善意のアドバイスにも危険が潜んでる!?

SNSでよく見かける、「状況を知らないままの善意のアドバイス」。その中でも代表的なのが「出張訓練を受けましょう」という一言です。

一見もっともらしく聞こえますが、ここには大きな前提の抜けがあります。

それは、“その犬と飼い主が日常でどれだけ訓練に時間を割けるのか”という現実です。

たとえば、日頃から長時間留守番がある家庭。

出張訓練の日だけ飼い主が時間を取れるようなケースでは、訓練は「日常の積み重ね」ではなく、「単発イベント」になりがちです。すると犬にとっては、学習が連続せず、定着しにくい状態になります。

さらに重要なのは、「飼い主がトレーナーの真似をいかにうまくできるか」です。

出張訓練は本来、“人に教える訓練”です。しかし、タイミング・姿勢・強化の仕方などを飼い主が再現できなければ、犬にとっては毎回条件がブレることになります。その結果、本来すぐ覚えられる内容でも、無駄に時間がかかることがあります。

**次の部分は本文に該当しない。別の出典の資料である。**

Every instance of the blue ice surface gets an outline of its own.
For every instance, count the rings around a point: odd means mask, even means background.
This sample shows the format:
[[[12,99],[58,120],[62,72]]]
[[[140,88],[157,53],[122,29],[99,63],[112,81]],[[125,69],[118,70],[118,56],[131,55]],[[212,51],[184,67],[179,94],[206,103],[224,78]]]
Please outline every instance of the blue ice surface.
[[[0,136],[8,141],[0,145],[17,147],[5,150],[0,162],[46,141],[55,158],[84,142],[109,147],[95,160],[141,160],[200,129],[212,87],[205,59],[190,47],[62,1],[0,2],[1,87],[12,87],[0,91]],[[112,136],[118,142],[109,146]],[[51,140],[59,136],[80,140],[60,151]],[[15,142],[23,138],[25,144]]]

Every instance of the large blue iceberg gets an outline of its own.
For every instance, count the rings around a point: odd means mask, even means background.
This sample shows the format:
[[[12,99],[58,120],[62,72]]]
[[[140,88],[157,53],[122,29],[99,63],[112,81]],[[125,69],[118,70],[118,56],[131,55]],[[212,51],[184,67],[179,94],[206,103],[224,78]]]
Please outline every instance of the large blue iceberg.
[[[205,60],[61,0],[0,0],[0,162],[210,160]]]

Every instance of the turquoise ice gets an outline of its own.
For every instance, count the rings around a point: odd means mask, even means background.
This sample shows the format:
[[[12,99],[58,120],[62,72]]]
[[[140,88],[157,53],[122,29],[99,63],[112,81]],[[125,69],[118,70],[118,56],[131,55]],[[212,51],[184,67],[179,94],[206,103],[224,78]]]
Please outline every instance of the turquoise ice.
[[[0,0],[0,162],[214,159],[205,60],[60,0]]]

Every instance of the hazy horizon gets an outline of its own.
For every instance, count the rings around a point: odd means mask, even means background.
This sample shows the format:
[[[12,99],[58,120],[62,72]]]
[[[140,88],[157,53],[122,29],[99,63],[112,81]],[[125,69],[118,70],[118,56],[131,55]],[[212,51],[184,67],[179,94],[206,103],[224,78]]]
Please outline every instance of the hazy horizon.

それならば、内容によっては預託訓練という選択の方が合理的な場合もあります。

教える側がミスをしない環境で、シンプルに一貫したトレーニングを行うことで、犬は短期間で理解しやすくなります。結果として、犬のストレスも、学習にかかる時間も軽減されます。

そしてこれはあまり表に出ない話ですが、私は出張訓練を専門にしている立場として、日常的にトレーニングの時間が取れない飼い主さんからの依頼は基本的にお断りしています。

なぜなら、出張訓練は「受けた時間」ではなく、「その後の日常」で結果が決まるからです。そこが担保できない状態で引き受けても、犬にも飼い主にも中途半端な結果しか残らないと分かっているためです。

もちろん、出張訓練が悪いわけではありません。

問題は、「どの手段がその家庭に適しているか」を無視したまま、一つの方法だけを勧めてしまうことです。

犬の問題行動は、犬単体の問題ではなく、「生活全体の設計」の中で考えるべきものです。

だからこそ、見えている一部分だけで断定的なアドバイスをするのではなく、「その人と犬の生活背景によって最適解は変わる」という前提を、忘れてはいけません。